Combien de séries par semaine sont nécessaires pour la croissance musculaire ?
D'après la méta-régression de Pelland et al. (Sports Medicine, 2026 ; 67 études, 2 058 participants), la croissance est observée à tout volume, mais chaque série supplémentaire à un volume moyen de 12,25 séries/semaine donne +0,24 % de volume musculaire (95 % CrI : 0,15–0,33). Le rendement décroissant devient marqué après environ 31 séries « fractionnées » par semaine.
La fréquence d'entraînement est-elle importante pour la croissance musculaire ?
À volume total égal — pas d'effet indépendant significatif sur l'hypertrophie (probabilité a posteriori inférieure à 100 %). Pour les performances de force, la fréquence a un effet significatif (100 % de probabilité a posteriori). Pelland et al. (2026).
Que sont les « séries fractionnées » dans le calcul du volume ?
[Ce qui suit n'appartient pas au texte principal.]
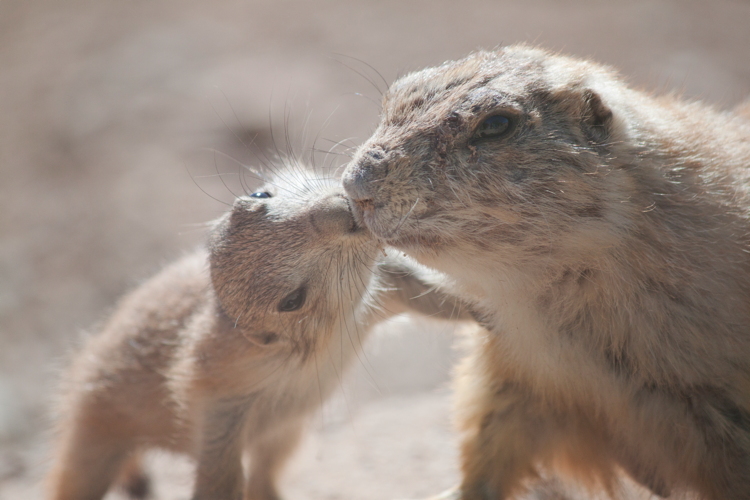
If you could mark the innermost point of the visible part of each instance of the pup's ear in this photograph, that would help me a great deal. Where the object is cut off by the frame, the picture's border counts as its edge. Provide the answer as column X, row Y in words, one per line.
column 596, row 117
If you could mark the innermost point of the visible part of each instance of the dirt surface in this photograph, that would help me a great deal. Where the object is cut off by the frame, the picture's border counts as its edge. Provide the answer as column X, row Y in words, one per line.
column 111, row 116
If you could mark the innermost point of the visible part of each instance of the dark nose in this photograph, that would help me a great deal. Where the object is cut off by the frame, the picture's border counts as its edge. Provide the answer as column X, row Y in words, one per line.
column 359, row 178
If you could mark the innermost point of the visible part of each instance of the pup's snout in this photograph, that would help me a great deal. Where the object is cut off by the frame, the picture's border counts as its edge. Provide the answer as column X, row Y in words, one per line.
column 360, row 177
column 333, row 216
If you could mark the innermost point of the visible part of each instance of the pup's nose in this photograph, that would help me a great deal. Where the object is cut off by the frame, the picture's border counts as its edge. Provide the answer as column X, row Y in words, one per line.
column 359, row 178
column 332, row 216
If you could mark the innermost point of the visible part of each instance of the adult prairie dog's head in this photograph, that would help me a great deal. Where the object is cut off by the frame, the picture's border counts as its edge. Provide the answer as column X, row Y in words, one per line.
column 508, row 150
column 289, row 261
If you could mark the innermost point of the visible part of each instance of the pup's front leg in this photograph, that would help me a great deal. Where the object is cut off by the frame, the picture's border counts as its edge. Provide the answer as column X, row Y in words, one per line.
column 268, row 454
column 219, row 475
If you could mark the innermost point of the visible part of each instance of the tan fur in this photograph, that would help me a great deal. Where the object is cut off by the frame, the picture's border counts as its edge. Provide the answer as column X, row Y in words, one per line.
column 604, row 241
column 201, row 360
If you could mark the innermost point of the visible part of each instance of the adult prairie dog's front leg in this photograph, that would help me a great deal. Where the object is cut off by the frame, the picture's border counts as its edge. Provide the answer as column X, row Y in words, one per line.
column 504, row 430
column 410, row 287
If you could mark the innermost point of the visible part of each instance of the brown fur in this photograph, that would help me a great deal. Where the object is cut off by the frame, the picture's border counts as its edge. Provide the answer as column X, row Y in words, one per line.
column 200, row 359
column 604, row 241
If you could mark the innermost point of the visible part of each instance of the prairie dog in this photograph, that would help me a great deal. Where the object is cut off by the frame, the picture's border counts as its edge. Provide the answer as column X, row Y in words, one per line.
column 602, row 235
column 229, row 349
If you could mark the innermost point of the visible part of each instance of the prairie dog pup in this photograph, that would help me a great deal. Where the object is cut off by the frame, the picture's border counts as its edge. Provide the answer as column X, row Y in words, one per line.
column 603, row 237
column 228, row 350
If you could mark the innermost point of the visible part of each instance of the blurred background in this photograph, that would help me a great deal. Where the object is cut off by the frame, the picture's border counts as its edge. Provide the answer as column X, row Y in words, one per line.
column 115, row 117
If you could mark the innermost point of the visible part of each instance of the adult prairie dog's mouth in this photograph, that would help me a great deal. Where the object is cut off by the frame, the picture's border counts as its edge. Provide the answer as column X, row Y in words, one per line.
column 358, row 224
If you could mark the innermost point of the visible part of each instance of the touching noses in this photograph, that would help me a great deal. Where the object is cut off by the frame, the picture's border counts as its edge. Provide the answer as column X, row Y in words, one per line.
column 360, row 177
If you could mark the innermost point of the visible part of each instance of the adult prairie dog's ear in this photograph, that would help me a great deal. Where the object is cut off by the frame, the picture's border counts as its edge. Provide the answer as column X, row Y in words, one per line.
column 585, row 106
column 263, row 338
column 596, row 118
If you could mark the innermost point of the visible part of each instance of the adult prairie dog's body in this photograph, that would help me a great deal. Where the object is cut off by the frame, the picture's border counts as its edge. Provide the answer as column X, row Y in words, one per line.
column 229, row 350
column 603, row 238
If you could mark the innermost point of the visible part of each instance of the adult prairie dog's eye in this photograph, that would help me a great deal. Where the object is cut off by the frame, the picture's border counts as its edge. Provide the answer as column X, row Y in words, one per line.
column 294, row 300
column 492, row 127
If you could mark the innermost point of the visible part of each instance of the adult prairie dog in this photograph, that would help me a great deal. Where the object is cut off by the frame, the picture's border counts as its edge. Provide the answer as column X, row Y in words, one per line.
column 602, row 235
column 229, row 349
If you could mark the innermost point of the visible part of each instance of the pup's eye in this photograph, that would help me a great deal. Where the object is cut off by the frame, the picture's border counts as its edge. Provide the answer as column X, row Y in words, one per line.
column 294, row 300
column 493, row 127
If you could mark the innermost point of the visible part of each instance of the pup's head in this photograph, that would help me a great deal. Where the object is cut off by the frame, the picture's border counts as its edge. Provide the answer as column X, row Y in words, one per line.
column 289, row 260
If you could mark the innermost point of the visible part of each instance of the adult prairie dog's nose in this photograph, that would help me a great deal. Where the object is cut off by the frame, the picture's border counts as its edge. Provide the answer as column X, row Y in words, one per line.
column 360, row 177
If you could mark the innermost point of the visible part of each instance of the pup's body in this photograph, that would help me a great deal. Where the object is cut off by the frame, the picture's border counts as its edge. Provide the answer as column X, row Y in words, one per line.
column 229, row 350
column 603, row 238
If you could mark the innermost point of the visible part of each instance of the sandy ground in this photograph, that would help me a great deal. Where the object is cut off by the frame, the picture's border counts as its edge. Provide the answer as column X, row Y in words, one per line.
column 110, row 116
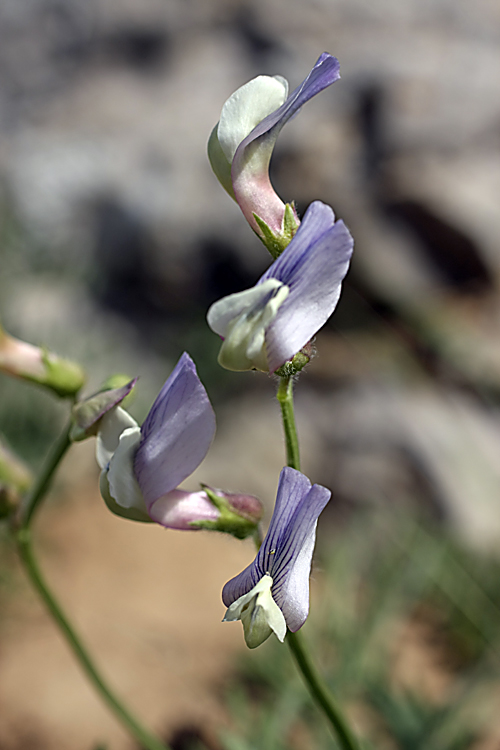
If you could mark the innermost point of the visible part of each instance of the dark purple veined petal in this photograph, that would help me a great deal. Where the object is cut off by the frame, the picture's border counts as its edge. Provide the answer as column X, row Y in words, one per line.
column 176, row 434
column 313, row 267
column 292, row 569
column 286, row 551
column 250, row 166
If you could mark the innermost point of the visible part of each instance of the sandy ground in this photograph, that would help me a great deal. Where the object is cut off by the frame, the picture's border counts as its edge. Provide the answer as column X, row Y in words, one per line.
column 147, row 602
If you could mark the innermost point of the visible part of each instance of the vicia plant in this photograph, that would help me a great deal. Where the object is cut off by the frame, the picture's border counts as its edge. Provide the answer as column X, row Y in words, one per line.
column 272, row 593
column 242, row 143
column 267, row 328
column 143, row 466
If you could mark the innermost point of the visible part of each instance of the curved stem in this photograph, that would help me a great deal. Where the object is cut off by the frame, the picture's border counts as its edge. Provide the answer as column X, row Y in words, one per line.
column 285, row 398
column 319, row 691
column 142, row 735
column 24, row 541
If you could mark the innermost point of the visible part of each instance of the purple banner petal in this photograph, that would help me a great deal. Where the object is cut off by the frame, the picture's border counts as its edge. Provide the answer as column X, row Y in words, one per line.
column 286, row 551
column 176, row 434
column 313, row 267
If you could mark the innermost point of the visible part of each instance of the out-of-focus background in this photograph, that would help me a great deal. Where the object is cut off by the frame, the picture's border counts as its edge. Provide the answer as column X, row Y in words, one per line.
column 115, row 237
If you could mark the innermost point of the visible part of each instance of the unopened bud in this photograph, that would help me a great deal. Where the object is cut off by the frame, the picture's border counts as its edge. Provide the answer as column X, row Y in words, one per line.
column 296, row 364
column 15, row 478
column 40, row 366
column 87, row 414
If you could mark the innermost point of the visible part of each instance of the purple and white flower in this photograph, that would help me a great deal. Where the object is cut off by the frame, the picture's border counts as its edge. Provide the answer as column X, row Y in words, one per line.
column 272, row 593
column 264, row 327
column 242, row 142
column 143, row 466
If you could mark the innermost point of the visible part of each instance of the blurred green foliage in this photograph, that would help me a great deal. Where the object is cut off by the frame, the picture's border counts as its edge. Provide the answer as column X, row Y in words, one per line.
column 404, row 625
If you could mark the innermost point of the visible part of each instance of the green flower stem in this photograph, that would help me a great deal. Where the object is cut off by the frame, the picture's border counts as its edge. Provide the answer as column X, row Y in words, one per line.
column 319, row 692
column 285, row 398
column 24, row 541
column 44, row 480
column 146, row 740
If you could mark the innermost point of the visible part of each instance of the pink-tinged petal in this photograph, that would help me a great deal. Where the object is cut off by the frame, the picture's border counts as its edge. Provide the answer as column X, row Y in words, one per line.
column 176, row 434
column 180, row 510
column 313, row 267
column 250, row 167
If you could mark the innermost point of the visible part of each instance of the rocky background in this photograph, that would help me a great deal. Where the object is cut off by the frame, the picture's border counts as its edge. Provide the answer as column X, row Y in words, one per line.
column 115, row 238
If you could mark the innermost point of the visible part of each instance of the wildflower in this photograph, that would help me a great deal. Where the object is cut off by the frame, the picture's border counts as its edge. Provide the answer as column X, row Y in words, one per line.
column 241, row 144
column 143, row 466
column 272, row 593
column 264, row 327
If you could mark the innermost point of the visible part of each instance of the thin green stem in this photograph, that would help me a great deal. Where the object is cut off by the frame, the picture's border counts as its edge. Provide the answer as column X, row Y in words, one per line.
column 147, row 740
column 44, row 480
column 319, row 691
column 285, row 398
column 22, row 533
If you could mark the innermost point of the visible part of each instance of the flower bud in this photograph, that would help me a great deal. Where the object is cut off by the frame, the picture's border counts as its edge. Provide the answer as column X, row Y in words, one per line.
column 40, row 366
column 87, row 414
column 15, row 478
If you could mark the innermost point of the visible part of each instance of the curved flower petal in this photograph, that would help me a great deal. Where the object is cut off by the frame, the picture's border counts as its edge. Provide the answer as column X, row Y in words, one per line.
column 286, row 552
column 242, row 319
column 123, row 486
column 111, row 427
column 250, row 166
column 246, row 108
column 292, row 570
column 313, row 267
column 176, row 434
column 267, row 325
column 180, row 510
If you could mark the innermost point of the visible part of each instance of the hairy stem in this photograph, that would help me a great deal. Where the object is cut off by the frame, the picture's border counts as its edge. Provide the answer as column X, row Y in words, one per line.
column 23, row 538
column 317, row 688
column 285, row 398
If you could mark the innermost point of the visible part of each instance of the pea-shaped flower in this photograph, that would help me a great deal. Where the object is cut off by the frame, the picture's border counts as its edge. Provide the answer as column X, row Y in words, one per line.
column 264, row 327
column 272, row 593
column 143, row 466
column 242, row 142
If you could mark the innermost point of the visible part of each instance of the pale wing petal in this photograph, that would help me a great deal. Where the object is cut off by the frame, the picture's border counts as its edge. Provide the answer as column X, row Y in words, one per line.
column 246, row 108
column 111, row 427
column 123, row 485
column 313, row 267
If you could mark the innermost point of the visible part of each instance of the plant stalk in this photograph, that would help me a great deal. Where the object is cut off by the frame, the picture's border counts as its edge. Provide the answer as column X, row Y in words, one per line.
column 316, row 685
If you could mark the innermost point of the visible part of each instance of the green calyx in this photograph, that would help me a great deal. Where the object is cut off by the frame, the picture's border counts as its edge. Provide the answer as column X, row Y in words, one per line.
column 295, row 365
column 276, row 243
column 229, row 521
column 86, row 414
column 64, row 377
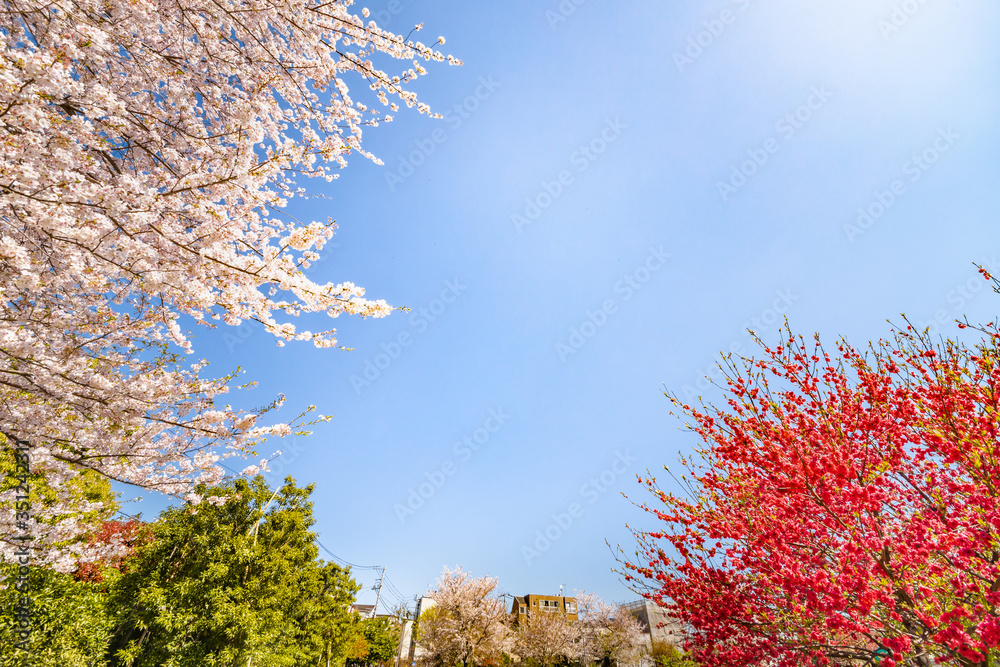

Pelland et al. (2026) ont introduit une division en séries directes (le muscle cible est principal) et indirectes (synergiste). Les séries indirectes comptent pour 0,5. Développé couché = 1 série pour les pectoraux + 0,5 pour le triceps. Cela reflète plus fidèlement le stimulus réel que le comptage des seules séries directes.
Existe-t-il une limite au-delà de laquelle un volume plus élevé cesse de fonctionner ?
La méta-régression de Pelland et al. (2026) a montré que la croissance musculaire se poursuit avec le volume, mais que le rendement décroissant devient significatif après environ 31 séries fractionnées par semaine. Le modèle n'a pas identifié de point où le volume commence à nuire — mais le gain à des valeurs élevées est minimal.

Sources

  1. Pelland JC, Remmert JF, Robinson ZP, Hinson SR, Zourdos MC. «The Resistance Training Dose Response: Meta-Regressions Exploring the Effects of Weekly Volume and Frequency on Muscle Hypertrophy and Strength Gains». Sports Medicine, 2026. DOI: 10.1007/s40279-025-02344-w. pubmed.ncbi.nlm.nih.gov/41343037/
Ce contenu est fourni à des fins éducatives et ne constitue pas un avis médical.